Lockdown TV is far and away the best resource for informing people about issues related to the pandemic. I asked my 17-year-old stepson what his experience of online learning was. In some Ontario school boards there is no lockdown anymore, and everyone is back to in-class learning, but in Ottawa, where we live, right now there is in-class learning half of the days of the week and online learniing the other half. The teachers have never been sure whether they were going to be teaching in-class, online or half -and-half, which puts a strain on everyone. He had nothing but praise for his teachers and how they were coping with conditions. He said that he never wrote assignments with other kids and wasn’t aware of other people doing so. I am university-educated but really couldn’t offer him much help with his school work. It has been a long time since I took high school biology and chemistry and I don’t remember it.

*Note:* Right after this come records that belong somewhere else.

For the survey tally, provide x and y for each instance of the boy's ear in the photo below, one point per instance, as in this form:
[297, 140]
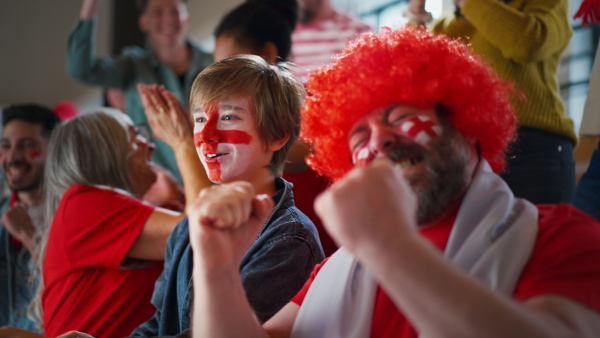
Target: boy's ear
[142, 23]
[276, 145]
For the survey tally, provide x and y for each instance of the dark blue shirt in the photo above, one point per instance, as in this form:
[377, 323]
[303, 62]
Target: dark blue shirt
[273, 270]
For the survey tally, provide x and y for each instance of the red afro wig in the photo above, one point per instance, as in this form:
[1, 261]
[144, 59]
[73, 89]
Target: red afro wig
[411, 66]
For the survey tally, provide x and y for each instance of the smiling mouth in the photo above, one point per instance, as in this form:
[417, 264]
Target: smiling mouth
[213, 155]
[409, 162]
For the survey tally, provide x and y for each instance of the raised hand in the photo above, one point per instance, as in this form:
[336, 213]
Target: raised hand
[168, 118]
[369, 208]
[17, 222]
[224, 221]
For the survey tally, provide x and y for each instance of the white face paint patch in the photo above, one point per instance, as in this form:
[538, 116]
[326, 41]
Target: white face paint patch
[361, 155]
[421, 129]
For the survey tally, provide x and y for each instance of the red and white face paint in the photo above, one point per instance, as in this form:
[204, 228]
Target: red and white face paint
[421, 129]
[375, 133]
[227, 141]
[23, 154]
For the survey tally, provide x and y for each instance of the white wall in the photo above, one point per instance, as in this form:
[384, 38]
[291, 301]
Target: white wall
[33, 40]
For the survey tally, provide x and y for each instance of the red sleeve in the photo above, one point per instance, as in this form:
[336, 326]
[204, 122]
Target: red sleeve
[100, 226]
[566, 258]
[299, 297]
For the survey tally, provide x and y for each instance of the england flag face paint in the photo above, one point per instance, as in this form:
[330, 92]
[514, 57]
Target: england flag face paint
[421, 129]
[384, 128]
[227, 141]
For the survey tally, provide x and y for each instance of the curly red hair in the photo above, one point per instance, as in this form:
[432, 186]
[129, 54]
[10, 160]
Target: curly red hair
[410, 66]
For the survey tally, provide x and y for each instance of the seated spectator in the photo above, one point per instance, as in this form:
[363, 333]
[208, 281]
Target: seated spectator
[523, 40]
[23, 148]
[104, 247]
[434, 243]
[246, 117]
[169, 59]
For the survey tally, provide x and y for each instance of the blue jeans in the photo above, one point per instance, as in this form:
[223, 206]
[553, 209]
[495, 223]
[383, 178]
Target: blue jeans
[540, 167]
[587, 193]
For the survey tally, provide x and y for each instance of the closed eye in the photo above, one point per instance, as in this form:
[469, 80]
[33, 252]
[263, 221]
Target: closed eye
[229, 117]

Miki is in the final year of a dedicated arts high school on the other side of Ottawa, so unfortunately when there is no in-class instruction he can’t easily get together with his classmates, because they live too far away. My biggest regret of this lockdown is that in his senior year he got to direct his own Director’s Scene (he chose a scene from Shaw’s “Arms and the Man”) and my wife and I couldn’t watch the production because of the COVID restrictions. Although there were plenty of costumes in the costume department of the high school these were all off-limits due to what I thought were over-the-top anti-COVID measures imposed at some level of the bureaucracy. Undeterred he went out and bought something that would pass as a uniform for Bluntschli, the chocolate cream soldier, himself.
What a daft premise.
We can get the Guardian online and still have our Inconvenient Truth DVD.
We have the Obama poster and Malalas autobiography.

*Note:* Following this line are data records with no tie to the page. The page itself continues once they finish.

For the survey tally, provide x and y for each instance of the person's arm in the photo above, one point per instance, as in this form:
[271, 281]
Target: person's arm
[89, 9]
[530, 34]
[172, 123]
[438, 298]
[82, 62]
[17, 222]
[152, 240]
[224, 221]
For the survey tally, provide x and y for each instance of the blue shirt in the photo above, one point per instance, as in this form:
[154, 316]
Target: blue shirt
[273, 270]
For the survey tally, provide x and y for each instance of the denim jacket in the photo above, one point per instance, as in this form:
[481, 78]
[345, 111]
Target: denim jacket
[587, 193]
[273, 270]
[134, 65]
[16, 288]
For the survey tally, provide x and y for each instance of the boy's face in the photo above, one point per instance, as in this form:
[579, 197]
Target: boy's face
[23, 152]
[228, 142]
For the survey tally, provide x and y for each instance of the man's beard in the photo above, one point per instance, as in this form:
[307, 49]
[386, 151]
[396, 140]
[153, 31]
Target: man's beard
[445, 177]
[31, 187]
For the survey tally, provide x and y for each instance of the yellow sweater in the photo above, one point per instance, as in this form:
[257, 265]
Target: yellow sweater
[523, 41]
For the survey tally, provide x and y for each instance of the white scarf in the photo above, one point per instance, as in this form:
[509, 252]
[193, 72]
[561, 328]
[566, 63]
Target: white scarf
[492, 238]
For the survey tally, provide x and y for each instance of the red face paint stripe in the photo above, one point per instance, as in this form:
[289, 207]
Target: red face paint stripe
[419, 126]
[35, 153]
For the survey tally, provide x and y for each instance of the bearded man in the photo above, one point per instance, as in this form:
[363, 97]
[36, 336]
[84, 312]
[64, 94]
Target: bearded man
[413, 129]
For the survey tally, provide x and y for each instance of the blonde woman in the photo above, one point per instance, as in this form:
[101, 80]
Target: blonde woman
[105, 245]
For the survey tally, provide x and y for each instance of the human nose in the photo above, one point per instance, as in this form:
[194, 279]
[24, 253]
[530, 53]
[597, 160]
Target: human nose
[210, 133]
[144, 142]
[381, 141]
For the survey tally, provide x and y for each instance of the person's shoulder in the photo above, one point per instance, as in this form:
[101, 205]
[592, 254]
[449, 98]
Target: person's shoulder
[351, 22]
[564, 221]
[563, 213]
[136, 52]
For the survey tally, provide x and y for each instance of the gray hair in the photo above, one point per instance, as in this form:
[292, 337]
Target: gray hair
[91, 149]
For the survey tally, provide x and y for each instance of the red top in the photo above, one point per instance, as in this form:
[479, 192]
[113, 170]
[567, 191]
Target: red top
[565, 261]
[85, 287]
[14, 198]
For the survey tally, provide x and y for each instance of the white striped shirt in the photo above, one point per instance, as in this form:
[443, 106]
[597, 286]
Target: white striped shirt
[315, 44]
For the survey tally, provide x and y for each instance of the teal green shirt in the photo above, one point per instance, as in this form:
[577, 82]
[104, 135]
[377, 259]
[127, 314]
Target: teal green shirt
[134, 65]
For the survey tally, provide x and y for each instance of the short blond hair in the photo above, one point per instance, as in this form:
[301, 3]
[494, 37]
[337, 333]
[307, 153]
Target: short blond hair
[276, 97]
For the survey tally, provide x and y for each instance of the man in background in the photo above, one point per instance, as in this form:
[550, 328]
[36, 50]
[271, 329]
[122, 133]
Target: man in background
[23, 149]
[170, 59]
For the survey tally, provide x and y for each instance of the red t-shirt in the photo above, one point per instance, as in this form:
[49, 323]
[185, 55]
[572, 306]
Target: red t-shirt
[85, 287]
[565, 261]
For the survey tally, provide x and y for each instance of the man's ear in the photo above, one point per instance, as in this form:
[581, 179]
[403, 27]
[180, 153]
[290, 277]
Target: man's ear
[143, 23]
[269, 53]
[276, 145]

We clap the NHS even if noone else does ,and we dutifully colour in our weekly print off chart of the NHS rainbow.
This is more than ten years of schooling . And in fact all the above is the total terminus of all educational curricula ,and all examinable content in English schools.
Been so since Estelle Morris.
So.
No. Shut the schools down ,revert to Hbv vaccinations, obesity checks, fat callipers testing and turn them into migrant processing centres. And give us our money back so we can teach our own something useful. Not how to weep when a toxic doom midget tells us that there’s only a few years left…Charles, Kerry are equally stupid.
Yes, closing the schools is and was immoral. But almost everything our various governments do is immoral. Next question.
Next question is how you would do it better – not just ideas which are easy but also how you would get people to vote for you.
That is largely the problem ‘how to get people to vote for you’. Those in charge of this are worried about that very thing.
I had to switch off after half a second of the first speaker. I have no doubt that Katharine Birbalsingh talks perfect sense later on, as she always does.
Why? I went and listened to the beginning again and can’t see what you are on about.